Communication Subspaces for Local Field Potential Defined Network States during Hippocampal-Prefrontal Interactions
Abstract
Distributed neural circuits across multiple brain regions coordinate activity and communicate with each other to process information and adapt to an ever-changing environment. The hippocampus (HPC) and prefrontal cortex (PFC) are essential for learning and are thought to work in an integrated fashion to support cognition and memory-guided behavior. How networks of neurons across these regions dynamically communicate with each other to support learning and memory is still not entirely understood. Here, we establish low-dimensional dynamics of spiking activity during distinct hippocampal oscillation patterns such as theta and ripple oscillations, which correspond to broad behavioral states (e.g., movement) and distinct periods of inter- and intra-regional communication. We found the dimensionality of interaction to be differentially modulated by oscillatory activities of varying strengths. Remarkably, inter-areal HPC-PFC communication is significantly lower-dimensional than intra-areal HPC-HPC communication, implying that HPC-PFC interactions is driven by small subsets of neural populations.

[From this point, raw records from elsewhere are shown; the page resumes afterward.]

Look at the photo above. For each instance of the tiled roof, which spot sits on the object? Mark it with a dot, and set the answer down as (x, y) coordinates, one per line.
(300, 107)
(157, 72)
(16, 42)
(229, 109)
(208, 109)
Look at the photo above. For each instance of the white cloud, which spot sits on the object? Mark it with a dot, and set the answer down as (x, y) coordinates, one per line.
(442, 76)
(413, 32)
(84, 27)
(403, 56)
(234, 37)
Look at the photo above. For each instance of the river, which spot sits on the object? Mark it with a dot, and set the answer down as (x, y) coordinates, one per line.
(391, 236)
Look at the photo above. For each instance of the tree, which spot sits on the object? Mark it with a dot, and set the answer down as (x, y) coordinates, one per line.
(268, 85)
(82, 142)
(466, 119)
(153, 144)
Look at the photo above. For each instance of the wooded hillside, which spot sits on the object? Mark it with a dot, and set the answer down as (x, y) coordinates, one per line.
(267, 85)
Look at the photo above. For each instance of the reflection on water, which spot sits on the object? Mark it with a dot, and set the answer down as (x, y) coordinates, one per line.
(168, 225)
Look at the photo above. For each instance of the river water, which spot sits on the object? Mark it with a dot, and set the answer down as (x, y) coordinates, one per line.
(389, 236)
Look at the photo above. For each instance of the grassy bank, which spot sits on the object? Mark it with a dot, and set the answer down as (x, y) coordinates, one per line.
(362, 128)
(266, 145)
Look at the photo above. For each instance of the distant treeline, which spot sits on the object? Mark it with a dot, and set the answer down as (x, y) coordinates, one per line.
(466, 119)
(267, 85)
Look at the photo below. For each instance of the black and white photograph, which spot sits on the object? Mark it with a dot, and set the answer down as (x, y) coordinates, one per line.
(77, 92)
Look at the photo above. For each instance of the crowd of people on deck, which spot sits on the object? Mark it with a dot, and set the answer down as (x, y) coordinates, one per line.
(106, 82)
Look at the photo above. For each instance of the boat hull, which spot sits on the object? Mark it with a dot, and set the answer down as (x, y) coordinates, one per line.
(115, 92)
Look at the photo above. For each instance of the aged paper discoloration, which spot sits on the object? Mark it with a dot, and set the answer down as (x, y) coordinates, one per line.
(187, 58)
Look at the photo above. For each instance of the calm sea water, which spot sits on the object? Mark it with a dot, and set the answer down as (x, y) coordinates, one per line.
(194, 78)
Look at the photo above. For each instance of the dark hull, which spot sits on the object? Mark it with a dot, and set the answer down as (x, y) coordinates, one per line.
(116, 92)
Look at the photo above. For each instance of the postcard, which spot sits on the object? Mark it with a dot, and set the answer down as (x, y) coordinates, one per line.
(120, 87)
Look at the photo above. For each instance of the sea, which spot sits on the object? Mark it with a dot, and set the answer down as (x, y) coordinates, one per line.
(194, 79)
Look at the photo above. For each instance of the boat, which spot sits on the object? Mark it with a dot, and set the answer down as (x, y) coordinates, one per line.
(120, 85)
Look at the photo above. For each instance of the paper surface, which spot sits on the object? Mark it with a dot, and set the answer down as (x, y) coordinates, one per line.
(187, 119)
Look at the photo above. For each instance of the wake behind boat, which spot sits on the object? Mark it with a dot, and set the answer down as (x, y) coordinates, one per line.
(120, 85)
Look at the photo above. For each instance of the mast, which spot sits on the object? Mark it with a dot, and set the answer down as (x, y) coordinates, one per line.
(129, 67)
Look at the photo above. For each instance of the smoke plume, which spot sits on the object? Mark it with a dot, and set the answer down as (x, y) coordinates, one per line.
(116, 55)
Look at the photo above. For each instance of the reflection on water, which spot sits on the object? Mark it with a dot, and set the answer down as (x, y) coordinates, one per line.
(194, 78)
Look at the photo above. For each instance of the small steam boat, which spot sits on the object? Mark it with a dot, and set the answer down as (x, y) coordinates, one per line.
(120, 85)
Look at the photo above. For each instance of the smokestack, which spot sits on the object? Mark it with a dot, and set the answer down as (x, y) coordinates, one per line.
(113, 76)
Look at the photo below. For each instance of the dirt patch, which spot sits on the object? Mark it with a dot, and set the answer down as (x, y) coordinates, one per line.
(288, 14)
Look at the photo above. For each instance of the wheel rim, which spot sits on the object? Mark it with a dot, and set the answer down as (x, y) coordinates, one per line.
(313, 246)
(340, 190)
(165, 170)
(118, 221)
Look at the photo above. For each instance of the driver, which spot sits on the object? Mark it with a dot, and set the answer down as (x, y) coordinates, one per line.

We further confirmed these communication subspaces to be specific to the ongoing oscillatory pattern, but with similar directionality and correlation with neural firing for all patterns, suggesting an optimized strategy for recruiting covarying cells during HPC-PFC communications. Linking the temporal dynamics of subspace components to behavioral variables revealed that learning can modulate the fluctuation of regional communication structures.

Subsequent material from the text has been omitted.